Jetzt, wo Matt zurück war, würde er sie garantiert gleich feuern. Im Krankenhaus hatte er bestimmt nur deshalb nichts davon erwähnt, weil er sich schlecht fühlte.
Katies Magen knurrte, denn sie hatte seit dem Frühstück nichts gegessen – ihre Fingernägel nicht mitgerechnet, die sie sich im Laufe des Vormittags vollständig abgeknabbert hatte.
In ihrer Schreibtischschublade fand sie noch ein paar Müsliriegel. Gierig aß sie alle auf. Zwar war ihr Magen jetzt unangenehm voll, aber wenigstens hatte sie wieder etwas Energie bekommen.
Holly steckte den Kopf durch die Tür. „Meine Güte, siehst du gestresst aus.“
Unvermittelt erwachte Katies Kampfgeist, und sie lächelte Holly herausfordernd an. „Sei nett zu mir, ja? Heute ist wahrscheinlich unser letzter gemeinsamer Arbeitstag.“ Die Frage huschte ihr durch den Kopf, wie viel Arbeitslosengeld sie wohl bekäme. Und wie sollte sie den Leuten überhaupt erklären, warum sie so plötzlich ihren Job verloren hatte? Tja, wissen Sie, Madam, alles fing damit an, dass ich unserem stellvertretenden Direktor eine Gehirnerschütterung verpasst habe, als ich versuchte, ihn sexuell zu belästigen.
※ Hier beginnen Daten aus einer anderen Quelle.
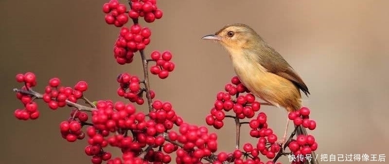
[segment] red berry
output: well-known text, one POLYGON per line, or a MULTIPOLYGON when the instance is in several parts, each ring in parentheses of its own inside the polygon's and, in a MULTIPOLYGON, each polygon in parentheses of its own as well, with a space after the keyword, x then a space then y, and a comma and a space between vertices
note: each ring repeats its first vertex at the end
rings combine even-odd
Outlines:
POLYGON ((108 24, 113 24, 115 23, 115 17, 111 15, 107 14, 105 17, 106 22, 108 24))
POLYGON ((55 101, 50 101, 50 102, 49 102, 49 107, 53 110, 56 109, 58 107, 58 103, 55 101))
MULTIPOLYGON (((125 24, 128 21, 128 17, 125 14, 122 14, 116 17, 116 20, 120 23, 121 25, 123 25, 125 24)), ((117 26, 120 27, 121 25, 117 26)))
POLYGON ((151 52, 150 56, 153 60, 157 61, 161 57, 161 54, 158 51, 154 51, 151 52))
POLYGON ((24 81, 27 83, 33 83, 36 80, 35 74, 32 73, 24 73, 24 81))
POLYGON ((138 34, 142 28, 139 24, 135 24, 131 26, 131 32, 133 34, 138 34))
POLYGON ((39 111, 38 110, 30 114, 30 118, 32 120, 35 120, 39 117, 39 111))
POLYGON ((288 147, 292 152, 296 152, 300 148, 300 145, 299 145, 299 144, 296 141, 290 142, 289 145, 288 145, 288 147))
POLYGON ((68 134, 66 135, 66 140, 70 142, 73 142, 77 140, 77 136, 74 134, 68 134))
POLYGON ((304 146, 301 149, 301 153, 302 154, 302 155, 305 155, 306 154, 311 154, 311 152, 312 150, 311 150, 311 148, 308 146, 304 146))
POLYGON ((300 110, 300 113, 301 113, 301 115, 303 116, 307 116, 309 115, 309 113, 310 113, 309 109, 306 107, 302 107, 300 110))
POLYGON ((234 103, 231 100, 226 101, 223 103, 223 107, 225 110, 227 111, 230 111, 233 108, 234 103))
POLYGON ((169 76, 169 72, 166 70, 161 70, 160 72, 158 73, 158 76, 161 79, 165 79, 168 76, 169 76))
POLYGON ((300 117, 297 117, 293 120, 293 123, 297 126, 300 126, 302 124, 302 119, 300 117))
POLYGON ((212 115, 209 114, 205 117, 205 122, 209 126, 213 125, 214 121, 215 120, 213 119, 213 116, 212 116, 212 115))
POLYGON ((148 28, 143 28, 141 31, 141 35, 144 37, 148 38, 151 35, 151 31, 148 28))
POLYGON ((174 63, 172 62, 169 62, 170 64, 169 65, 169 67, 166 68, 166 70, 169 72, 172 72, 174 70, 174 68, 176 67, 174 63))
POLYGON ((142 4, 138 1, 132 2, 132 8, 136 11, 138 11, 142 8, 142 4))
POLYGON ((16 75, 16 81, 21 83, 24 81, 24 75, 23 74, 19 73, 16 75))
POLYGON ((162 12, 162 10, 159 9, 157 9, 157 10, 154 12, 154 16, 155 16, 155 18, 156 19, 160 19, 162 18, 162 16, 163 13, 162 12))
POLYGON ((150 44, 150 38, 143 38, 143 44, 144 45, 147 45, 150 44))
POLYGON ((116 8, 116 11, 117 11, 118 13, 119 14, 123 14, 125 13, 126 10, 127 8, 125 7, 125 5, 123 4, 119 4, 116 8))
POLYGON ((251 145, 251 144, 250 144, 247 143, 245 144, 245 145, 243 145, 243 150, 245 150, 245 151, 246 152, 251 152, 251 151, 252 151, 252 149, 253 149, 252 145, 251 145))
POLYGON ((26 110, 30 113, 36 111, 38 105, 36 103, 32 101, 26 105, 26 110))
POLYGON ((276 153, 271 151, 267 152, 267 154, 266 154, 266 157, 267 157, 267 158, 268 159, 273 159, 275 156, 276 156, 276 153))
POLYGON ((145 48, 146 48, 146 45, 143 43, 139 43, 137 45, 137 49, 139 50, 143 50, 145 48))
POLYGON ((76 132, 81 129, 81 125, 77 121, 73 121, 69 124, 69 130, 71 132, 76 132))
POLYGON ((267 136, 267 141, 272 144, 275 143, 277 139, 277 136, 274 134, 271 134, 267 136))
POLYGON ((88 89, 88 84, 83 81, 79 81, 74 86, 74 90, 80 91, 81 92, 87 91, 88 89))
POLYGON ((238 85, 240 84, 241 82, 240 80, 239 80, 239 78, 238 78, 238 76, 234 76, 232 77, 232 79, 231 79, 231 83, 234 85, 238 85))
POLYGON ((302 119, 302 127, 307 128, 309 127, 309 119, 302 119))
POLYGON ((305 136, 303 135, 300 135, 297 136, 296 139, 296 142, 299 143, 301 146, 304 145, 306 143, 306 139, 305 136))
POLYGON ((162 58, 163 60, 168 61, 172 59, 172 53, 170 51, 166 51, 162 53, 162 58))
POLYGON ((242 151, 239 149, 236 149, 234 151, 232 154, 235 159, 239 159, 241 157, 242 157, 242 154, 243 153, 242 153, 242 151))
POLYGON ((131 10, 128 12, 128 17, 132 19, 136 19, 139 17, 139 13, 133 10, 131 10))
POLYGON ((152 66, 150 67, 150 72, 153 74, 158 74, 161 72, 159 67, 152 66))
POLYGON ((87 113, 81 112, 78 115, 78 120, 81 122, 86 122, 88 120, 88 115, 87 113))
POLYGON ((111 154, 111 153, 109 152, 106 152, 103 154, 103 156, 101 157, 101 158, 104 161, 108 161, 111 159, 111 157, 112 157, 112 154, 111 154))
POLYGON ((288 118, 289 118, 289 119, 291 120, 294 120, 297 117, 297 115, 296 114, 296 113, 294 112, 289 112, 288 114, 288 118))
POLYGON ((261 108, 260 104, 256 101, 251 103, 251 109, 254 111, 257 111, 259 110, 261 108))
POLYGON ((309 127, 308 128, 310 130, 314 130, 316 128, 316 122, 314 120, 309 121, 309 127))
POLYGON ((313 143, 313 144, 312 144, 312 145, 310 147, 312 151, 316 151, 318 148, 318 143, 315 142, 314 143, 313 143))
POLYGON ((224 162, 227 160, 227 153, 224 152, 221 152, 217 155, 217 160, 219 162, 224 162))
POLYGON ((97 156, 94 156, 92 157, 91 161, 92 163, 93 164, 100 164, 103 162, 101 157, 97 156))
POLYGON ((103 12, 106 14, 108 14, 111 11, 111 9, 109 8, 109 4, 108 3, 104 3, 103 5, 103 12))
Eine solche Erklärung würde sich doch überall gut machen, oder?
„Wie kommst du darauf, dass das unser letzter gemeinsamer Arbeitstag ist?“, fragte Holly erstaunt.
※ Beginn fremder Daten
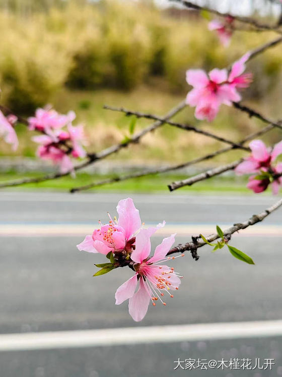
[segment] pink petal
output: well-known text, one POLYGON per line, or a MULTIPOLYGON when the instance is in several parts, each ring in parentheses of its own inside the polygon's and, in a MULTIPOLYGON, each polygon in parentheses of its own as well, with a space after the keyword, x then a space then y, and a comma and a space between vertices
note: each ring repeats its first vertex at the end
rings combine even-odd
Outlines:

„Na, glaubst du etwa, ich bekomme eine Beförderung dafür, dass Matt mir eine Gehirnerschütterung zu verdanken hat?“ Zudem hatte er jetzt garantiert eine Mistelzweigphobie.
„Ach was, so ein kleiner Unfall“, sagte Holly lachend und setzte sich mit einem lasziven Hüftschwung auf die Kante von Katies Schreibtisch. „Du misst dem Ganzen viel zu viel Bedeutung bei.“
„Ach, findest du? Übrigens habe ich ganz vergessen, mich bei dir zu bedanken – dafür, dass du mich auf der Weihnachtsparty ausgetrickst hast.“
„Ich weiß wirklich nicht, wovon du redest. Aber das geht mir bei dir ja meistens so.“
„Doch, das weißt du genau. Und ich glaube, du hast diesmal selbst gemerkt, dass du zu weit gegangen bist. Das war ziemlich gemein, selbst für jemanden wie dich.“
In diesem Moment lief Matt draußen vorbei, wie üblich mit einem Stapel Papierkram auf dem Arm. Verstohlen blickte er durch die offene Bürotür und ging dann schnell weiter, ja, er rannte förmlich, als sei er auf der Flucht.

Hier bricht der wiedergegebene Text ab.